The term “the usual suspects” is typically used with derision when applied to Washington social events. Not so with the annual Alvin Ailey opening-night gala at the Kennedy Center. The usual suspects who show up for this lively night are routine only in that they are one party-happy crowd—dance-happy, too. The 700-plus guests arrive in their sparkly dresses and black tie, sit in the Opera House to watch the Ailey troupe perform, and then, inspired, ascend to the rooftop terrace, where just about everyone crowds onto the dance floor.
That’s how it’s been for 14 years and how it was again on Tuesday night.
The Ailey gala is a rare late night for Washington. Dinner is not served until about 10. But the dinner, good as it is, really isn’t the point. The point is seeing who’s there, what they’re wearing, who they’re with, and, of course, who’s getting on the dance floor. It’s been the same band for years, Free Spirit, and they perform an irresistible set of classic R&B plus Top 40 tunes. This year, guests danced till almost midnight.

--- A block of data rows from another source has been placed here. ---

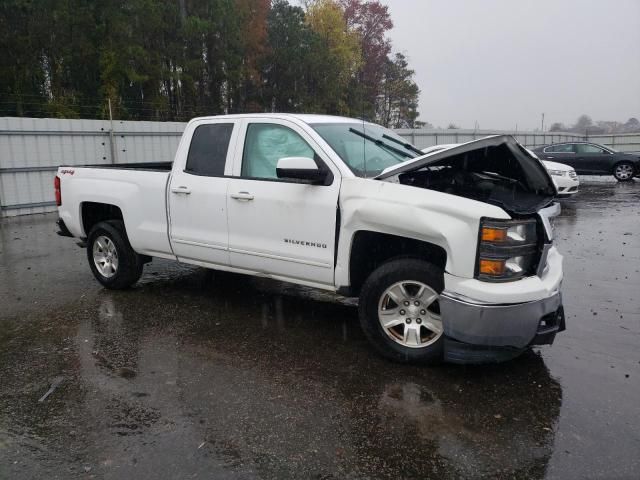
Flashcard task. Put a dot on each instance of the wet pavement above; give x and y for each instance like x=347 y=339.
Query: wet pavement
x=194 y=374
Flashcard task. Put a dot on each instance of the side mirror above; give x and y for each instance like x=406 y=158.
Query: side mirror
x=300 y=168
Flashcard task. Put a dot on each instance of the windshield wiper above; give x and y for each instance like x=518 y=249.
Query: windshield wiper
x=408 y=146
x=380 y=143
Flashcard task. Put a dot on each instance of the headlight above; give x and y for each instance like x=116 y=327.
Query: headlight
x=508 y=250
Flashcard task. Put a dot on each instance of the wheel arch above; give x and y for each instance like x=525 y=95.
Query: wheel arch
x=370 y=249
x=92 y=213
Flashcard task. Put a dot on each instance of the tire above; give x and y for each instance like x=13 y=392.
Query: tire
x=624 y=171
x=122 y=266
x=421 y=343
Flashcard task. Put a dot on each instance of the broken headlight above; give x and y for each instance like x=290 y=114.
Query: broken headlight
x=507 y=249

The event is rare for another reason: It’s one of the most diverse, if not the most diverse, social events each year in Washington.
At dinner—a first course of beet salad, salmon for an entrée—my tablemates included our host, DeDe Lea, executive vice president of Viacom; her husband, Dr. Dallas Lea, a spinal cord specialist associated with Medstar; Ailey dancer Sarah Daley; and DC painter Jacquelyn A. Flowers.

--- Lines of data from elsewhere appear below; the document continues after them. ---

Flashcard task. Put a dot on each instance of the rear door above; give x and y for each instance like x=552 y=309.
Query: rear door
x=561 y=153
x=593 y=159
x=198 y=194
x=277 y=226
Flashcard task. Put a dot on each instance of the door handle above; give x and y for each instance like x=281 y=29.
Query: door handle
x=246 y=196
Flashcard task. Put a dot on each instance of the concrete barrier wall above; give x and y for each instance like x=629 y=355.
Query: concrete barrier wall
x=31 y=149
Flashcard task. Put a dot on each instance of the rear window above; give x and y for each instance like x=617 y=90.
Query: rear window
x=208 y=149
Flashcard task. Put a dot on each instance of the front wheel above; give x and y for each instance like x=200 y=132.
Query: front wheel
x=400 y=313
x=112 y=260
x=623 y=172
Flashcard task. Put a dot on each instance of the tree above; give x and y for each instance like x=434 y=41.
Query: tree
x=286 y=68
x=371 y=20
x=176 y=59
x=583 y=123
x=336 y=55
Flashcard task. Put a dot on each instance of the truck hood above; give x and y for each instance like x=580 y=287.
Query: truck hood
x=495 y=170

Daley, 26, who is from Illinois, ate like a hungry dancer who hadn’t had a meal since breakfast, which she said is not unusual on performance days. She’s been with Alvin Ailey for two years and came to the troupe after deciding to not join the Kirov Ballet, where she had trained. “It was just too severe,” she said. Her time immersed in classical ballet showed her that she preferred modern dance, which is how she found her way to Ailey.
Flowers had her own interesting story. She did not start out as an artist. She came to Washington from Texas with an MBA, and worked for almost a decade as a corporate and private banker. She joined the administration of DC mayor Anthony Williams as his director of the office of local business development. On her website she boldly states that she left her career and redirected her energy toward painting after receiving a message from God that her true calling was as an artist. That was in 2001. “I dared to believe that what I heard was indeed what God wanted for my life,” the site reads. Flowers quit her job, enrolled in the Corcoran College of Art and Design, studied with noted DC artists Lou Stovall and Sam Gilliam, and now has her own studio near Union Station.

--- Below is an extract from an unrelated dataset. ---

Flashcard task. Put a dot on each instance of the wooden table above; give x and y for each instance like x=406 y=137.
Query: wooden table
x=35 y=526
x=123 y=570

This would all be a remarkably provocative DC night out were it not part of the Alvin Ailey Gala. After all, it was only a year ago that I sat next to a well-dressed woman of a certain age who announced she hoped to open a DC medical marijuana dispensary. She had the whole business plan thought through, plus partners and a location, and assured me she had “tried all the products.” Alas, the last time we checked, she had not made the cut.
But this is why people return again and again to the Ailey gala. Great dancing on the stage, great dancing on the dance floor, and dinner partners who are never boring.
Guests at the gala included White House senior adviser Valerie Jarrett, gala co-chairs Debra Lee, Lyndon Boozer, Christopher Cowan, and Gina Adams, Washington Post publisher Katharine Weymouth, Dave Grimaldi of the FCC, gala vice-chair Yelberton “Yebbie” Watkins, Riley Temple, Andrew Wells, Michael and Sheryl Wilbon, Reginald Van Lee, Douglas Sonntag, Felix Sanchez, Ann Walker Marchant, Ronald and Beth Dozoretz, Sophie Delattre, Aisha Davis, Heather Podesta, Ray and Nina Benton, Howard Fineman and Amy Nathan, Shalom Baranes, Jeanne Rossomme Cohen, Kathryn Rand, Eugene Adams, Nicole Isaac, Ann Jordan, Sanford “Sandy” Weill, Representative Debbie Wasserman Schultz, Robert Battle, Art and Sela Collins, and Bill and Sonnie Dockser.